High Data Volume

  • Hi All

    I am working on a new application that needs to handle rather high volumes of data. The structure basicly holds a list of people and information about them. The business requires this list of people to grow to 500,000 and over.

    Due to the information requirements about each individual changing from implementation to implementation the structure was designed to use meta data to structure the details and the actual data is all stored in one table. At 56,000 individuals this table had 18,000,000 records in it. +- 320 data items per individual.

    At this point the database performance was ... well ... non existent.

    After adding and tuning several of the indexes and cleaning up from an overnight mass population run the application became responsive, but to no acceptable level and also only with one user.

    My question now is, what are the best and biggest performance gainers in this kind of scenario. I know there are many and they overlap and some actually hamper others and there is a fine balance that needs to be reached.

    1. Indexing, how much performance does this bring at such volumes.
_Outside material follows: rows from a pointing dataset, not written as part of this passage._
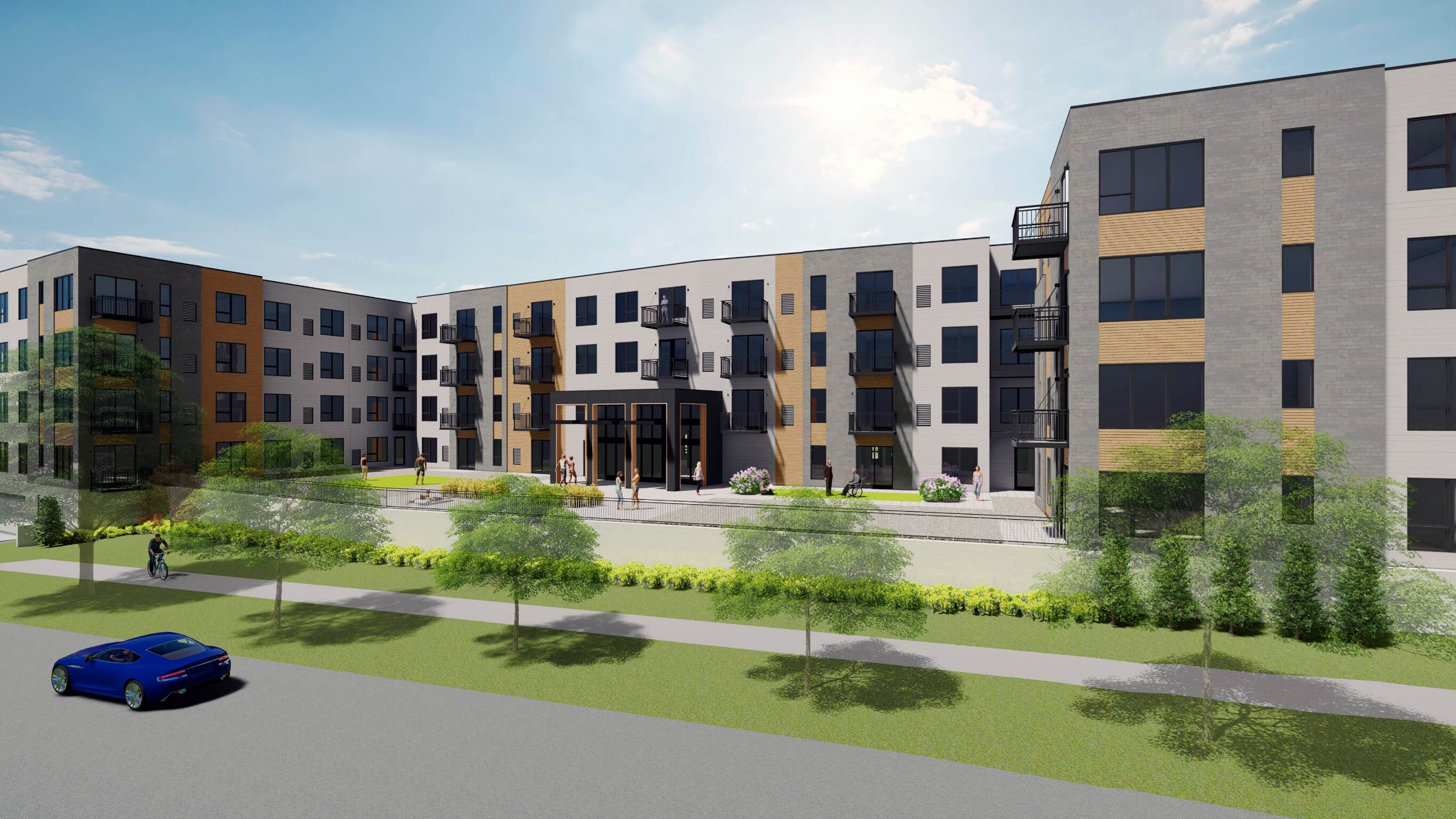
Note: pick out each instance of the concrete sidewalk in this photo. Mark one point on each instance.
(1321, 696)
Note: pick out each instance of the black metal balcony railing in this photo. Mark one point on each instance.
(456, 333)
(1040, 429)
(126, 309)
(1039, 328)
(876, 362)
(743, 366)
(862, 423)
(872, 303)
(743, 311)
(1040, 232)
(745, 422)
(665, 315)
(533, 327)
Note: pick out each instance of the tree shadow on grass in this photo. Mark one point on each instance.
(561, 647)
(888, 679)
(1290, 751)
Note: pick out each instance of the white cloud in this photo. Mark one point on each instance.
(34, 171)
(139, 245)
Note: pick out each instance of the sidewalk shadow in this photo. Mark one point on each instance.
(1286, 750)
(880, 678)
(561, 647)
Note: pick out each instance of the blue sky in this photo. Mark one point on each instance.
(414, 148)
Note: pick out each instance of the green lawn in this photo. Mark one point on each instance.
(1283, 762)
(1417, 661)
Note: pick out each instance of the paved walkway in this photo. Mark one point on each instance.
(1321, 696)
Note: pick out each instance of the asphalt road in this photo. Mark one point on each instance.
(286, 741)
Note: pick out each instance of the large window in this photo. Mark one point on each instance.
(1299, 152)
(1145, 397)
(959, 285)
(959, 344)
(1151, 178)
(1429, 154)
(1429, 273)
(1151, 287)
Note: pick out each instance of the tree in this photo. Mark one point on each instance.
(273, 483)
(1361, 615)
(1114, 583)
(1231, 601)
(1298, 608)
(1172, 603)
(810, 538)
(523, 544)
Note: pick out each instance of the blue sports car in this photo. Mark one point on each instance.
(143, 669)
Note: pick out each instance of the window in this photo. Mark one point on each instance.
(232, 408)
(586, 311)
(1299, 152)
(1145, 397)
(1429, 154)
(1429, 394)
(1151, 178)
(959, 344)
(586, 359)
(277, 362)
(1018, 287)
(231, 357)
(331, 323)
(331, 365)
(1299, 385)
(1151, 287)
(959, 283)
(1299, 269)
(627, 308)
(818, 293)
(1429, 273)
(627, 356)
(277, 407)
(959, 406)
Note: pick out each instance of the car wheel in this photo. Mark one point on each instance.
(136, 696)
(60, 679)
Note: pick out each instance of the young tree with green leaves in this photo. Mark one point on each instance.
(524, 544)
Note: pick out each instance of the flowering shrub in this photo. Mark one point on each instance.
(749, 481)
(942, 487)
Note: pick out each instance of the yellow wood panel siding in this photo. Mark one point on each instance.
(788, 387)
(1187, 455)
(1298, 210)
(1298, 325)
(1151, 232)
(1146, 343)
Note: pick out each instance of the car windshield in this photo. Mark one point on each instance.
(178, 649)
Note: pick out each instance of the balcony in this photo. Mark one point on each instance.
(743, 311)
(880, 362)
(1040, 232)
(456, 333)
(124, 309)
(745, 422)
(1036, 330)
(872, 303)
(665, 317)
(533, 327)
(530, 422)
(743, 366)
(871, 423)
(1040, 429)
(542, 374)
(120, 422)
(458, 420)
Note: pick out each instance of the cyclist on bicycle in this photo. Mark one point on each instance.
(155, 549)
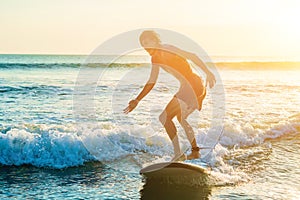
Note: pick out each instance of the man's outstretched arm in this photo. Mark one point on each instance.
(147, 88)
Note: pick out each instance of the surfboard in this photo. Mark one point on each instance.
(173, 169)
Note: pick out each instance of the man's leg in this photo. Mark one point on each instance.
(171, 110)
(181, 117)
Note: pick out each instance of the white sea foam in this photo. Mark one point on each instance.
(130, 148)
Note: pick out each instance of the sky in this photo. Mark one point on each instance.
(222, 27)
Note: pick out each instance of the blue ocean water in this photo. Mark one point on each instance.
(56, 142)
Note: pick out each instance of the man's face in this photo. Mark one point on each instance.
(149, 43)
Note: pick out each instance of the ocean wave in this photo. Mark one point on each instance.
(35, 90)
(59, 146)
(28, 66)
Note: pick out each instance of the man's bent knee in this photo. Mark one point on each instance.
(163, 117)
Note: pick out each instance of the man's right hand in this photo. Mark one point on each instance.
(131, 106)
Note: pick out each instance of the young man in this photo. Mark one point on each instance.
(190, 95)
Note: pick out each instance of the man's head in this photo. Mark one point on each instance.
(149, 39)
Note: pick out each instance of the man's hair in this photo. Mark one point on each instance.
(150, 34)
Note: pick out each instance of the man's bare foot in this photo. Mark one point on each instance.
(195, 154)
(181, 157)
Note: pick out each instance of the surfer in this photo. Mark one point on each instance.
(189, 96)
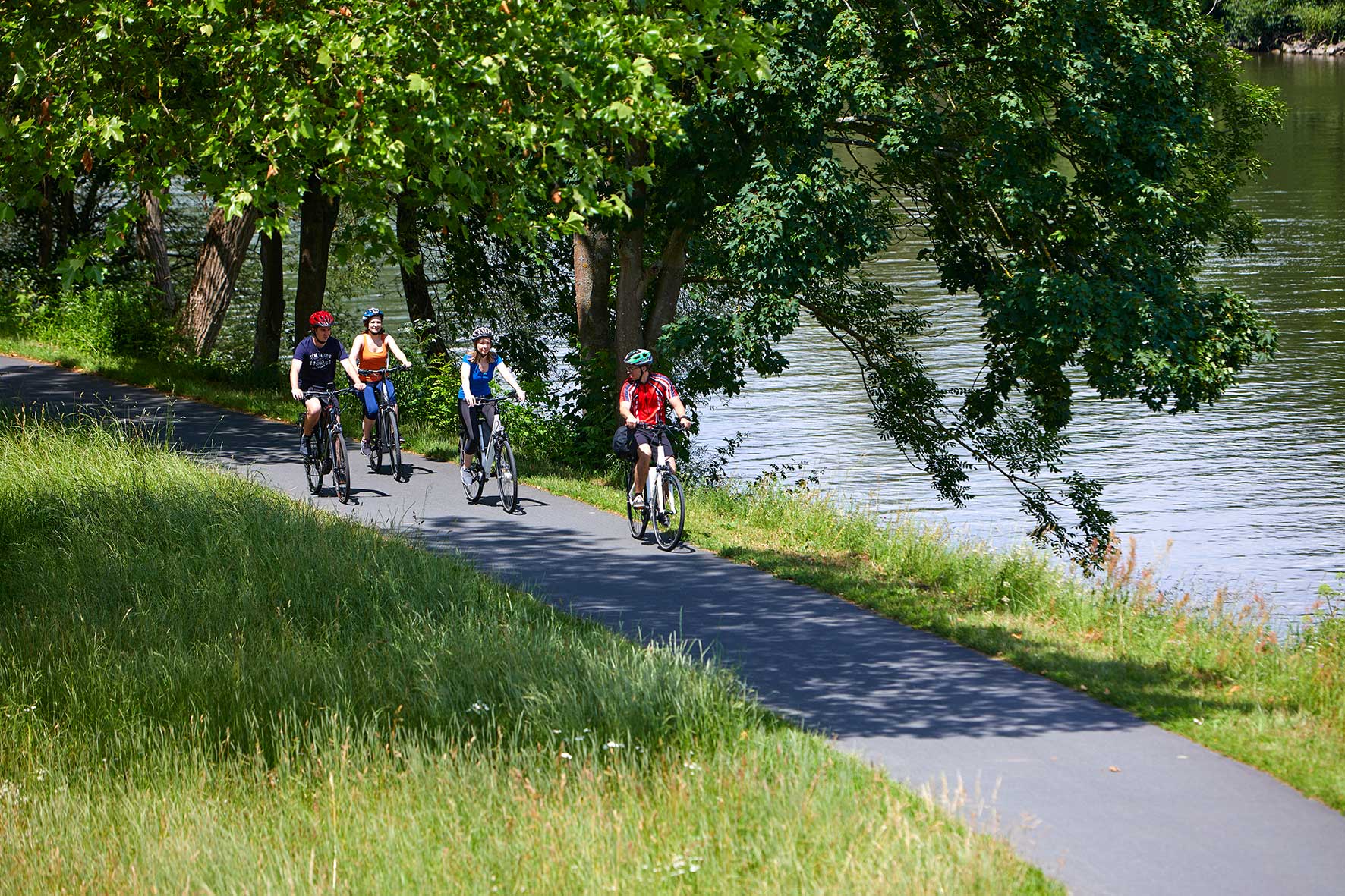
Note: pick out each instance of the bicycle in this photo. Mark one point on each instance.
(663, 502)
(386, 435)
(329, 445)
(495, 459)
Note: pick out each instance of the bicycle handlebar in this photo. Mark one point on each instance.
(660, 427)
(324, 393)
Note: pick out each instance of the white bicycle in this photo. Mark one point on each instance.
(495, 459)
(663, 502)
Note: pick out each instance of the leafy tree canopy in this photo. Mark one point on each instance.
(482, 104)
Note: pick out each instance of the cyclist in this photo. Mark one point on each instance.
(644, 400)
(370, 353)
(315, 365)
(479, 366)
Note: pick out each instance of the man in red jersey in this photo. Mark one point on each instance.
(644, 400)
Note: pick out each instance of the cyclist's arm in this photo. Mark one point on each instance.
(625, 408)
(467, 386)
(397, 351)
(681, 409)
(294, 379)
(509, 377)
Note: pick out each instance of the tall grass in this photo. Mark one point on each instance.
(205, 687)
(1215, 670)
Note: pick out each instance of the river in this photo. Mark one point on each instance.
(1247, 494)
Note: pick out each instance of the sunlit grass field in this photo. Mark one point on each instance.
(206, 687)
(1216, 671)
(1211, 666)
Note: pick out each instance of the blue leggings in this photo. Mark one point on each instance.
(371, 400)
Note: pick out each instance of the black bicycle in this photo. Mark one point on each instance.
(494, 459)
(662, 501)
(386, 436)
(329, 445)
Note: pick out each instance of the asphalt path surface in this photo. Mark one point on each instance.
(1019, 755)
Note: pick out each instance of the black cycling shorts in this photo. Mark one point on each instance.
(654, 440)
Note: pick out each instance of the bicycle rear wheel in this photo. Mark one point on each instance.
(474, 489)
(506, 475)
(638, 517)
(341, 467)
(392, 440)
(669, 518)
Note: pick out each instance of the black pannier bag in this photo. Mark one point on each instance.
(623, 443)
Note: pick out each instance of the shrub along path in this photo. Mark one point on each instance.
(1099, 800)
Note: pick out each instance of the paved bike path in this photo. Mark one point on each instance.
(1025, 758)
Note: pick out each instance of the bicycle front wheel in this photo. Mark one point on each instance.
(317, 461)
(393, 442)
(667, 518)
(377, 439)
(507, 476)
(638, 517)
(341, 467)
(477, 485)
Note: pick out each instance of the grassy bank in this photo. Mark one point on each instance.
(205, 687)
(1219, 674)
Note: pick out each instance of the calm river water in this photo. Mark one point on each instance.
(1250, 492)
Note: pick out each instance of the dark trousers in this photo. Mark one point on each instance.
(468, 424)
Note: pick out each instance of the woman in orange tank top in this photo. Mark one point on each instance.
(370, 353)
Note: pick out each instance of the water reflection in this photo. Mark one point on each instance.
(1249, 492)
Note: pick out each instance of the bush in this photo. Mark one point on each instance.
(102, 319)
(1321, 24)
(1259, 24)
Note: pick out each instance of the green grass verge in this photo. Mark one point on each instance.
(206, 687)
(1221, 677)
(1217, 674)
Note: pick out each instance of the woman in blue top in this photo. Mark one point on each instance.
(479, 366)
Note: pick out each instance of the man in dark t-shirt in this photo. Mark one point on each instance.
(315, 367)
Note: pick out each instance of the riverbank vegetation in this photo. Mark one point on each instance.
(1266, 24)
(690, 178)
(1212, 668)
(207, 687)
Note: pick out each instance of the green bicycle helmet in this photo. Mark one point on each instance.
(639, 357)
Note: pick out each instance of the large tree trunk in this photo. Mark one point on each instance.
(217, 271)
(594, 290)
(672, 272)
(418, 303)
(271, 314)
(632, 278)
(153, 248)
(317, 222)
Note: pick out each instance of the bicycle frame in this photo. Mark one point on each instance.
(489, 445)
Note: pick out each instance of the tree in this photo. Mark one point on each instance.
(1068, 165)
(475, 105)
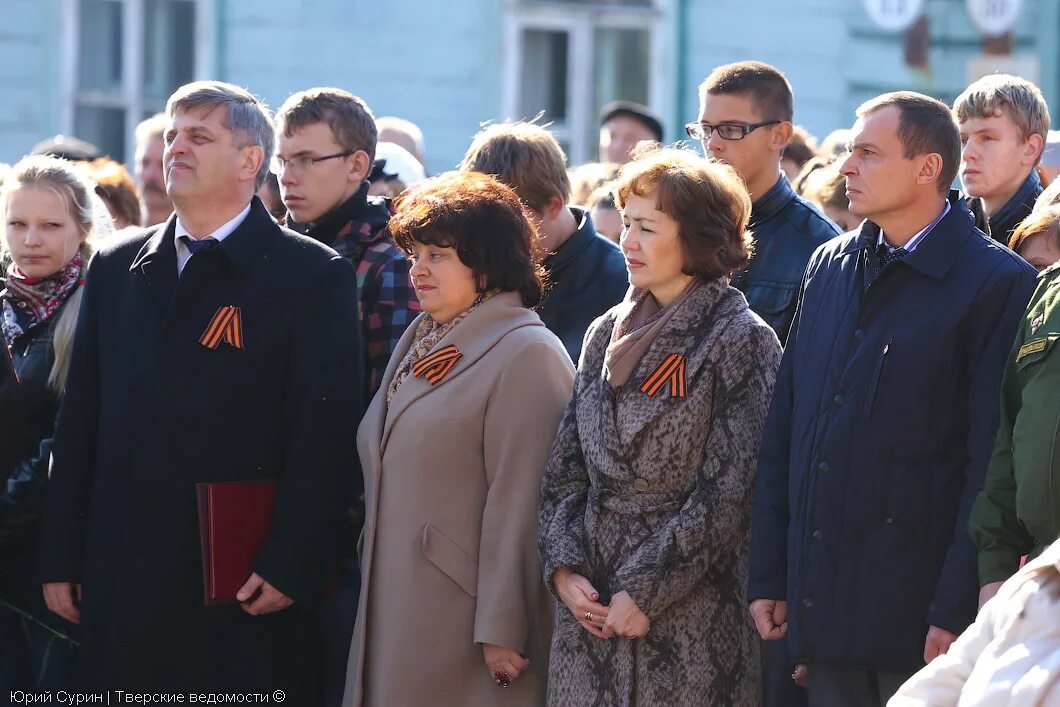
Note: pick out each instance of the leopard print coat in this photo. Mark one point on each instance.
(651, 494)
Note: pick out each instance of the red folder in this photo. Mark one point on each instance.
(235, 518)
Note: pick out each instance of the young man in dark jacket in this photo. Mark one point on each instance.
(1004, 122)
(745, 121)
(586, 272)
(883, 418)
(325, 144)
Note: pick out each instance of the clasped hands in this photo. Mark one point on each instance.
(622, 617)
(257, 597)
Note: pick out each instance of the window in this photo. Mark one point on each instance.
(569, 57)
(125, 57)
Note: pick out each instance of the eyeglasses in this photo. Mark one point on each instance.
(726, 130)
(302, 162)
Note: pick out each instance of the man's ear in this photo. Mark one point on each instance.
(1032, 149)
(931, 169)
(253, 157)
(359, 166)
(554, 206)
(780, 136)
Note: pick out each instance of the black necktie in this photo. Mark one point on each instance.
(195, 246)
(886, 255)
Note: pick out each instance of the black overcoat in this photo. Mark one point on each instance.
(149, 411)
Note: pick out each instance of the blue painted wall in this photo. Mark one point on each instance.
(437, 64)
(29, 74)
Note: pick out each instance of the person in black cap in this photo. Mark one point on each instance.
(67, 147)
(622, 125)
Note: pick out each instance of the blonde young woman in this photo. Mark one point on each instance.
(50, 215)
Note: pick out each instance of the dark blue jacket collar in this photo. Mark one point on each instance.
(1017, 207)
(935, 253)
(577, 244)
(772, 201)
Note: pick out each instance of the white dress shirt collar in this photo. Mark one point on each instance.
(183, 254)
(916, 240)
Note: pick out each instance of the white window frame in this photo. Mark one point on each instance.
(130, 99)
(580, 21)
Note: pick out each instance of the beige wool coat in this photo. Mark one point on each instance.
(452, 484)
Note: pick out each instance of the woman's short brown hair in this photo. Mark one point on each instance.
(117, 189)
(483, 221)
(706, 198)
(1044, 221)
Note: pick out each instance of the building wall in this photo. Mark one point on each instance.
(29, 74)
(437, 64)
(876, 60)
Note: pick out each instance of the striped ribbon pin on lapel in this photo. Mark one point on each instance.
(670, 371)
(227, 327)
(436, 366)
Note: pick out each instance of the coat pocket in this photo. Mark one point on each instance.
(873, 384)
(451, 559)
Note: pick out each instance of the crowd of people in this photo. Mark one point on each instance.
(764, 424)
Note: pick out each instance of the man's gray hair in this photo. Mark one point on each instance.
(245, 116)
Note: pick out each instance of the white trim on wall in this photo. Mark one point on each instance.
(580, 21)
(130, 96)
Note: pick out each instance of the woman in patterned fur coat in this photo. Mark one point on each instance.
(646, 504)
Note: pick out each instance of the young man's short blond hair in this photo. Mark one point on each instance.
(1010, 95)
(524, 156)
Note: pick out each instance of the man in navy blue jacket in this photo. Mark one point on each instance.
(883, 418)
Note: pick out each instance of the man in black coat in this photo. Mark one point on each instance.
(159, 400)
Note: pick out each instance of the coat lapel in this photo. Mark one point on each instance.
(689, 335)
(473, 337)
(157, 262)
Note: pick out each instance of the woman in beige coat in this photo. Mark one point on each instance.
(453, 610)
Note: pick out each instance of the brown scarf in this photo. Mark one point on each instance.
(635, 332)
(428, 333)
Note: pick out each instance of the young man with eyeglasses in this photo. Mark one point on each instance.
(325, 145)
(745, 121)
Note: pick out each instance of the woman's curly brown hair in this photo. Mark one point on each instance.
(706, 198)
(483, 221)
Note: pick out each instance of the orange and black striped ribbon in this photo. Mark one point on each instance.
(226, 325)
(436, 366)
(670, 371)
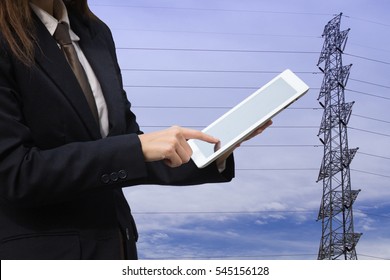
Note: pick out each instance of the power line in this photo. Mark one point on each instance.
(217, 50)
(368, 94)
(211, 9)
(369, 131)
(214, 71)
(369, 118)
(370, 83)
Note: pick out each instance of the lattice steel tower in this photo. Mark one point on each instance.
(338, 239)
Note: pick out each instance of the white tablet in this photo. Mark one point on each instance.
(254, 111)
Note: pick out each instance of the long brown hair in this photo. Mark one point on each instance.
(17, 28)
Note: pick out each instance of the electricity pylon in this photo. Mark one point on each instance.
(338, 239)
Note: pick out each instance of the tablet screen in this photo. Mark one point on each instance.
(245, 116)
(248, 115)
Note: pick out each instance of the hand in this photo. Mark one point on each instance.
(258, 131)
(171, 145)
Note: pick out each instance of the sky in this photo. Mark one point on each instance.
(187, 62)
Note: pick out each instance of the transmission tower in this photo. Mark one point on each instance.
(338, 239)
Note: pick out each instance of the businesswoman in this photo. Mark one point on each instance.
(63, 158)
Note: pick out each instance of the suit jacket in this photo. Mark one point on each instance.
(60, 182)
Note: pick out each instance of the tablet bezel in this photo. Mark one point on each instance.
(289, 77)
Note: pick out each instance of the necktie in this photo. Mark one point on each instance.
(62, 36)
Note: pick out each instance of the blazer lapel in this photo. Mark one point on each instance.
(54, 64)
(94, 45)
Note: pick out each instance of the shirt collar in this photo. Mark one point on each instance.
(51, 22)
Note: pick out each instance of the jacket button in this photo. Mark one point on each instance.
(114, 176)
(105, 178)
(122, 174)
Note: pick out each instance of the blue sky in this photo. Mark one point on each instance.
(187, 62)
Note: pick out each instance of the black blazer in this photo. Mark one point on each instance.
(60, 182)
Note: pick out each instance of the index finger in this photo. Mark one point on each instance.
(199, 135)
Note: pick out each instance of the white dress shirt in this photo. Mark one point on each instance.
(61, 15)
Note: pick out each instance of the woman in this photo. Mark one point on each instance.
(61, 169)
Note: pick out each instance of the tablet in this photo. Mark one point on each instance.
(254, 111)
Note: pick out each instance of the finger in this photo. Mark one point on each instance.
(173, 160)
(184, 151)
(196, 134)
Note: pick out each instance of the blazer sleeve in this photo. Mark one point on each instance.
(158, 172)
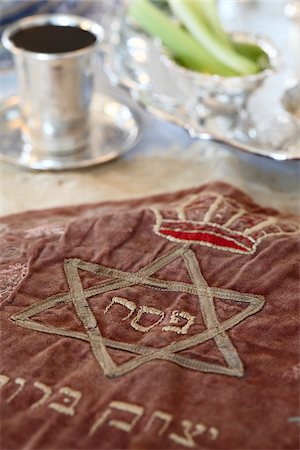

Possibly 100,000,000 in the future.

    2. Segmenting the data into separate tables, does this actually help, since the data is still in one database.

    3. Is there a performance difference in having many simultaniouse queries on one huge table or fewer queries on several tables of the same size?

    4. If I segment my data into different tables, will this give adequate performance or no real change as now the server needs to jump between table to return the data.

    5. Hardware. How much hardware do I need to throw at the problem to achive acceptable performance.

    Sheww, what a mouth full. Basicaly I just don't know where to start and don't want to waste my time with trial and error and would like some expert advice out there.

    I've attached a diagram of the tables in question. The yellow tables hold the meta data describing the structure of the information, and the blue tables hold the actual data. The table with 18 million records in it is called "relCandidateFieldValue".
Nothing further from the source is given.